Syria to test Turkish-American partnership
“I have been coming to the U.S. since 1981,” said Soli Özel, a Turkish academician who was visiting Washington, D.C. this week with the TÜSIAD delegation, “but never witnessed Turkey-U.S. relations to be as touchy-feely as they are now.”
Head of TÜSIAD Ümit Boyner stayed in Washington for a couple of days to engage with U.S. foreign policy officials and business leaders. During a round table discussion with reporters following a conference on Capitol Hill, she said: “The structure of relations between U.S. and Turkey is changing.” She labeled this “normalization.”
TÜSİAD’s visit to Washington and its deepening ties with the United States Chamber of Commerce (USCC) are signs of this positive climate. Turkey is one of nine foreign markets considered worthy to expand by USCC. Currently, two business groups are preparing a study to identify barriers that weaken trade.
While both countries increasingly focused on boosting economic ties, political conversations at the highest levels accelerated in light of the Arab transition, said Richard Armitage, former deputy secretary of state, during an interview this week.
A series of events in recent years brought us to this point. Özel said it started with the Turkish rejection of the U.S. request to open a northern front at the beginning of the Iraq War. Since then, Turkey has shown many examples of similar critical rejections. “Turkey is not under Uncle Sam’s shadow anymore,” said Ambassador James Holmes, president of the American-Turkish Council (ATC).
Now at the end of the Iraq War, Washington wants to trust its Turkish ally to counter feared Iranian influence in a post-American Iraq. To prove the U.S. commitment of better relations, the U.S. built up its military and intelligence cooperation with Turkey, sometimes through “unusual” practices of arm transfers for fighting with PKK terrorism.
While Turkey’s mercantilist administration is looking for ways to maximize its trade around the world, the Obama administration from its inception heavily advocated and encouraged for an export-based economy as well. It is not hard to see that the U.S. slowly placed its economic interests in the epicenter of its foreign policy.
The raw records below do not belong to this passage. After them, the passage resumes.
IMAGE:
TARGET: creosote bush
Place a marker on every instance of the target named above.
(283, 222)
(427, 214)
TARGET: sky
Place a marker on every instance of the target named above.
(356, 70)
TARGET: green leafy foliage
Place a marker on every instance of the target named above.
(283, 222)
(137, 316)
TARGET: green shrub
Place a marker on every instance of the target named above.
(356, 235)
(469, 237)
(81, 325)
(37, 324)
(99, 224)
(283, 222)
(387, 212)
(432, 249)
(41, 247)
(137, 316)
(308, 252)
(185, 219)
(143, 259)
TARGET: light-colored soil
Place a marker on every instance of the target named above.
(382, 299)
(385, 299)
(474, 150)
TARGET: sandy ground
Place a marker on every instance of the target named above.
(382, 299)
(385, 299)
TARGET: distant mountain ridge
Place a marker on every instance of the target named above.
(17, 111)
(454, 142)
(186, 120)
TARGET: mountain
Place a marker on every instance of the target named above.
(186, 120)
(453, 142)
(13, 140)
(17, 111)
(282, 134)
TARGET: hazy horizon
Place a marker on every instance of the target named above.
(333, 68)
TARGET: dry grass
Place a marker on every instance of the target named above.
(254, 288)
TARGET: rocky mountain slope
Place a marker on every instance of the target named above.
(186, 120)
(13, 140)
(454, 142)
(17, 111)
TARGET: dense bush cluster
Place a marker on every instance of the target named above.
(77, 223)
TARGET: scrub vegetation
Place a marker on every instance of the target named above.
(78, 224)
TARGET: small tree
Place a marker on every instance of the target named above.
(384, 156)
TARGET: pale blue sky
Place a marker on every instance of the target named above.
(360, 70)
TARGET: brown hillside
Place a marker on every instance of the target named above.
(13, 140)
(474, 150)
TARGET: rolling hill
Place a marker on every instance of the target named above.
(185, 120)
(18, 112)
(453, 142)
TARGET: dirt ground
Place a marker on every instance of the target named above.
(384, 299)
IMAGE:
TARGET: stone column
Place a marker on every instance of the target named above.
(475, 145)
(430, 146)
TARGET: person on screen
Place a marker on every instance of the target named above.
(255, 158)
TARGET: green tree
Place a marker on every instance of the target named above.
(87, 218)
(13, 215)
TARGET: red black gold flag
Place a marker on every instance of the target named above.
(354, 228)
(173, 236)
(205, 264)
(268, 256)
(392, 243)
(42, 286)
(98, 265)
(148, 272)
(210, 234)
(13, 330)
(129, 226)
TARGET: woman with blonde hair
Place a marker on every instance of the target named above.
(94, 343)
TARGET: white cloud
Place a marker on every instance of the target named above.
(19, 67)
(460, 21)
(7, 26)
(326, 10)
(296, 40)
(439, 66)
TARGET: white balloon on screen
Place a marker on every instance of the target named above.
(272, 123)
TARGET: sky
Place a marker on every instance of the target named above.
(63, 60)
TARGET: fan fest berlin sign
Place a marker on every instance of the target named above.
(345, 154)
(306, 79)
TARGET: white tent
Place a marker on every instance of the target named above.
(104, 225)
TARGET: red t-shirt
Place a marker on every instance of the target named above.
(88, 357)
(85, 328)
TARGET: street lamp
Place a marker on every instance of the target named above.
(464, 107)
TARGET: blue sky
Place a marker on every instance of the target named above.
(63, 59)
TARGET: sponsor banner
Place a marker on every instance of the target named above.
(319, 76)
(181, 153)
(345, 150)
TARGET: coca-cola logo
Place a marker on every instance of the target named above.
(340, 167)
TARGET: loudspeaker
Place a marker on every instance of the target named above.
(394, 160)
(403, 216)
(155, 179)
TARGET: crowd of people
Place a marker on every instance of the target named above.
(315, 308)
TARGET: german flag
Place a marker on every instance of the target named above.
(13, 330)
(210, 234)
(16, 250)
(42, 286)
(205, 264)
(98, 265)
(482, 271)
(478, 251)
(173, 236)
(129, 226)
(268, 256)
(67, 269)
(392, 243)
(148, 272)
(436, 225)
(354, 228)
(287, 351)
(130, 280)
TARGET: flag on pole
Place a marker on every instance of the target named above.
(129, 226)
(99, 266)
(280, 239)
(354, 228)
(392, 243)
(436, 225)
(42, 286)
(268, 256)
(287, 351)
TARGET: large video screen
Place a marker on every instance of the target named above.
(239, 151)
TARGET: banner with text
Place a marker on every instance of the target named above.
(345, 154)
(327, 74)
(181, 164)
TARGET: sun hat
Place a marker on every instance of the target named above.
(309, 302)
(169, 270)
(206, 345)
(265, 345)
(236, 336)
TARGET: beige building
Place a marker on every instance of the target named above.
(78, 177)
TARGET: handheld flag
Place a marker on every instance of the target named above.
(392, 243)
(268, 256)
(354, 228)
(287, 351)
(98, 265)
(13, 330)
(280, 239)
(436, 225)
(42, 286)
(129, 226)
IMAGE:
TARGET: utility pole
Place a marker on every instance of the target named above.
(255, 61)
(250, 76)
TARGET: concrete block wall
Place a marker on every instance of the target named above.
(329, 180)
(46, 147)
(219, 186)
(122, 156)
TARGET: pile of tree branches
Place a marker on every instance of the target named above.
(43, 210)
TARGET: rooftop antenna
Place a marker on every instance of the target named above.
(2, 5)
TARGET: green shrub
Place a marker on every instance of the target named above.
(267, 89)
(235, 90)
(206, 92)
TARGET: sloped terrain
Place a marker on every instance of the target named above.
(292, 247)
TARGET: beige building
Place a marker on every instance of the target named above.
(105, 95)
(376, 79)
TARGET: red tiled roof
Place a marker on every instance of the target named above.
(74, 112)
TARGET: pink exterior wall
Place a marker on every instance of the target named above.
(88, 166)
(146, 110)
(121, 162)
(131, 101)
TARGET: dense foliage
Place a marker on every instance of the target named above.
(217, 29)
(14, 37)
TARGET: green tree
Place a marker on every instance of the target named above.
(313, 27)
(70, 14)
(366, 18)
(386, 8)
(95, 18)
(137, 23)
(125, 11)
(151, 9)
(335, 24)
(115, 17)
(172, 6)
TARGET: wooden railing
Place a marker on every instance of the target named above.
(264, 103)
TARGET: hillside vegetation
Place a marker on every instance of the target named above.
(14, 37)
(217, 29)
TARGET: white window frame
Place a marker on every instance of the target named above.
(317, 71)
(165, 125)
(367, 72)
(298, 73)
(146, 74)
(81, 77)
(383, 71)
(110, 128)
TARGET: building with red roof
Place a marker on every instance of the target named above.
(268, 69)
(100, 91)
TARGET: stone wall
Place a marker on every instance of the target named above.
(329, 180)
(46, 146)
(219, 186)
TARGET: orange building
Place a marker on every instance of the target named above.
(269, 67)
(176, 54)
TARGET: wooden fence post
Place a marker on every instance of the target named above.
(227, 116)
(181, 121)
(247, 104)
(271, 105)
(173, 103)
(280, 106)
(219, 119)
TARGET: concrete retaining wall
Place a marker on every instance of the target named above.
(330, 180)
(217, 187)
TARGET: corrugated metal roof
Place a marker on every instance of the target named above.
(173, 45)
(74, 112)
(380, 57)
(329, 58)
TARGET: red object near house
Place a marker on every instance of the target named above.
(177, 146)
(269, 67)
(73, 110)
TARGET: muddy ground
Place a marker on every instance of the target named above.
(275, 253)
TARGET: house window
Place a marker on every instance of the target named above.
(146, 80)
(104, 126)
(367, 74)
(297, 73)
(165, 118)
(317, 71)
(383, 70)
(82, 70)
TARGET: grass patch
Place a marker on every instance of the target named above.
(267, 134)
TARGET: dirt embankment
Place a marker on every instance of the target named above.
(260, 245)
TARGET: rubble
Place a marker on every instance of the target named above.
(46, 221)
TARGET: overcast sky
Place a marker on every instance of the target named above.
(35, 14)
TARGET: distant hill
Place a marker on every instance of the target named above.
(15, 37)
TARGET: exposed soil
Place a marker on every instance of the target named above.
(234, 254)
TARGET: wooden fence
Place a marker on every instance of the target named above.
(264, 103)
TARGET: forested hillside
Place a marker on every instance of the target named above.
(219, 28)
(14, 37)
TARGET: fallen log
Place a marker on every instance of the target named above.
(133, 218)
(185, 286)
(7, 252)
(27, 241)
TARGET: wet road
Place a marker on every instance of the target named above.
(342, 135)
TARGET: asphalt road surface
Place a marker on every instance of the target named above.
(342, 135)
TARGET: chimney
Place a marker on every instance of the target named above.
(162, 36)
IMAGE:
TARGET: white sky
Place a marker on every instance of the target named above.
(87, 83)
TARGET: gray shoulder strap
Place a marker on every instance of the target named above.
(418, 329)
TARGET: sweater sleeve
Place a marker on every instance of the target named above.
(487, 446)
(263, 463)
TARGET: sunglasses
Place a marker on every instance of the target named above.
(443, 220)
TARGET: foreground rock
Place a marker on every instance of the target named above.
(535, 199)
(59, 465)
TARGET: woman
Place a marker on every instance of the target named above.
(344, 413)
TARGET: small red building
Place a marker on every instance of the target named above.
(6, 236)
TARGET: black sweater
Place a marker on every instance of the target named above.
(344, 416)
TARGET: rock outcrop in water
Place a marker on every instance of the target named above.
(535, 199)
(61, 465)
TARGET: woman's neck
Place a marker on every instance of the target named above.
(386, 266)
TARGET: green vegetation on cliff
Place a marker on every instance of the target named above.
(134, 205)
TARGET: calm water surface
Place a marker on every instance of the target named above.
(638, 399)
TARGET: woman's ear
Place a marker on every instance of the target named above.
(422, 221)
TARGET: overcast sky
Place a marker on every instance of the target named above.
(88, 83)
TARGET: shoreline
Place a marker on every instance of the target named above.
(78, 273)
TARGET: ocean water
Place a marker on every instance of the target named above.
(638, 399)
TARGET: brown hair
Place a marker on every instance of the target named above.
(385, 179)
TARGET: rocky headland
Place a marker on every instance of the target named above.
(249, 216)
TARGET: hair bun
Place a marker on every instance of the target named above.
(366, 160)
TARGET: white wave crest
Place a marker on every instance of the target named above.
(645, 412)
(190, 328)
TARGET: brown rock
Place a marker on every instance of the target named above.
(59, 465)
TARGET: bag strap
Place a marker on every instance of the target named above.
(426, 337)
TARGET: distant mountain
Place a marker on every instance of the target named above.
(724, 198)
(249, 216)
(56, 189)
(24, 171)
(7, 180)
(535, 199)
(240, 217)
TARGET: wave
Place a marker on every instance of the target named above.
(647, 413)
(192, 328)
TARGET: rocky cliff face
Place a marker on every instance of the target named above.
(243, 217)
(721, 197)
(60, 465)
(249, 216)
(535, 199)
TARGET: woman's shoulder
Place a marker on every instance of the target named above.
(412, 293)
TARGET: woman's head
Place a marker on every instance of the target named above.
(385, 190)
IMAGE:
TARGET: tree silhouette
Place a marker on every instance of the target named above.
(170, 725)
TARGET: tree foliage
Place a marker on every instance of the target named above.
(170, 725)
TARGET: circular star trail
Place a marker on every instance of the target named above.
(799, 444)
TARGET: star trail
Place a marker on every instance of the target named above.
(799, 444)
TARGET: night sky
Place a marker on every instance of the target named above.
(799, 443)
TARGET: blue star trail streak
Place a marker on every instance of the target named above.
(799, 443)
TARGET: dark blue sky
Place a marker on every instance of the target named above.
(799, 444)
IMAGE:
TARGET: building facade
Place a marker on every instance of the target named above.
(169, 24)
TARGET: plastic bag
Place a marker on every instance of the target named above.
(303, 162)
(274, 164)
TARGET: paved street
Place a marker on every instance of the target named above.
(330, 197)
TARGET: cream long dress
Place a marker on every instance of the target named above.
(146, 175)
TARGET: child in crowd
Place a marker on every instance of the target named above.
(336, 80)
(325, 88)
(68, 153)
Lincoln McCurdy, president of the Turkish Coalition of America, a lobbying group which recently purchased office space across from the White House, described the new ties as “more of a partnership, rather than clientele type which it used to be.”
Yet the Arab Spring is the grandest political challenge that forced the two countries to check their policy memos regarding the region. As Gadhafi became a figure in history with a brutal end, both countries now set to deal with the most sensitive episode of the transition: Syria. The dire differences within its opposition, the ruthless regime and regional complications in case of a civil war make it all the more dangerous.
The Arab American Institute’s (AAI) latest polls among 4,000 Arabs in six Arab countries show Turkey’s role in Syria found overwhelmingly positive ratings, while U.S. and Iran’s roles receive crushing disapproval ratings.
“Those who seriously argue for military option, including buffer zone within Syria, should have their heads examined,” said James Zogby, president of AAI, about Sen. McCain’s recent remarks that NATO can be useful now, since the Libyan operation ended. Zogby himself was not very hopeful that the negotiations to the peaceful transition could be accepted by either the regime or the opposition, because the negotiations would ask serious compromises.
Zogby, looking at poll numbers, called for Turkish-Arab League mediation between the parties of Syria, as the two are regional players that still have leverage over Syria.
It is for the U.S. to build up the international pressure with its EU allies, going for full sanctions if necessary. Syria promises to be the toughest test for the much bragged about new Turkish-American partnership’s vibrancy.